Lors de la réunion du Conseil de sécurité le jeudi 25 juillet, John Kerry a demandé au Rwanda de « cesser immédiatement son soutien aux rebelles du M23 ». Quelques jours avant, c’était son porte-parole qui avait appelé Kigali à mettre fin à son soutien au Mouvement du 23 Mars, et à retirer son personnel militaire de l’est de la République Démocratique du Congo (RDC) ». Même si ce double appel accentue la pression sur le Rwanda, il n’aura probablement pas d’effets palpables puisqu’aucun acte concret n’a été envisagé afin de contraindre le gouvernement de Kigali à mettre fin au soutien qu’il apporte à ce groupe rebelle qui commet des exactions à l’est de la RDC.
Si le 23 juillet dernier la porte-parole du département d’État américain Jennifer Psaki a ouvertement appelé le Rwanda à cesser immédiatement tout soutien au Mouvement du M23, à retirer son personnel militaire de l’est de la RDC et à respecter ses engagements, trois jours plus tard lors d’une réunion du Conseil de sécurité de l’ONU à laquelle le Rwanda participait, le Secrétaire d’État américain John Kerry a renouvelé cet appel au Rwanda, mais cette fois sans citer le pays.
« Je veux être très clair, toutes les parties doivent immédiatement mettre fin à leur soutien aux groupes rebelles armés » a affirmé le Secrétaire d’Etat américain. « Tous les gouvernements doivent arrêter ceux qui bafouent les droits de l’homme et poursuivre en justice leurs auteurs. Il faut mettre un terme à l’ère de l’impunité » a- t-il poursuivi.

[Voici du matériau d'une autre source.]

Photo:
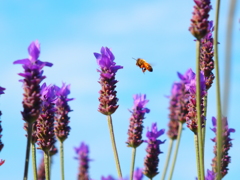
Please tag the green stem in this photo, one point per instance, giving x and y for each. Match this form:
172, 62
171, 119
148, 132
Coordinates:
228, 57
205, 122
199, 110
110, 126
34, 164
46, 164
29, 140
176, 150
167, 160
219, 110
133, 162
62, 159
197, 155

Ce n’est pas la première fois que les Etats-Unis exhortent le Rwanda de mettre fin à son soutien au M23. En décembre 2012, le Président Barack Obama avait personnellement appelé l’homme fort du Rwanda, Paul Kagame, afin de lui demander de mettre fin à l’aide qu’il apporte aux rebelles de M23. D’où les doutes quant aux résultats de cette pression américaine si elle n’est pas accompagnée par des actions concrètes.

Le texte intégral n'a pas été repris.